Keep reading from the journal
- Māui the demigod: how he slowed the sun in Hawaiʻi
- Hawaiian Jewelry Meaning: Symbols, Materials & How to Spot Authentic Pieces
- Honu: the sacred sea turtle of the Hawaiian Islands
- The ancient roots of Hawaiian surfing and heʻe nalu
- Traditional Hawaiian Art Explained: Kapa, Kākau & the Symbols Behind the Designs
What does the makau symbolize?
The makau symbolizes strength, prosperity, abundance, and safe passage over water. It reflects the deep relationship between Hawaiians and the ocean that fed and connected them.
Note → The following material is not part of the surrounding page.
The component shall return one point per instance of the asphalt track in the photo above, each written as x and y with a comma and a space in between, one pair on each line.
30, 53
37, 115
What is the name of Māui's fish hook?
Māui's sacred hook is called Mānaiakalani, often translated as the hook of heaven. In legend he used it to pull the Hawaiian Islands up from the sea floor.
What were traditional Hawaiian fish hooks made of?
Before Western contact, Hawaiians had no metal, so hooks were carved from bone, shell, hardwood, and stone, then ground and polished smooth with coral and volcanic rock.
Which way should you wear a makau necklace?
By custom, the hook is worn with the point curving back toward the wearer and the heart, said to invite good fortune and protection to gather close.
Can non-Hawaiians wear a makau?
Yes, when worn with respect and understanding of its meaning. Choosing pieces made by Hawaiian or Pacific artisans, rather than mass-produced copies, keeps value with the culture it comes from.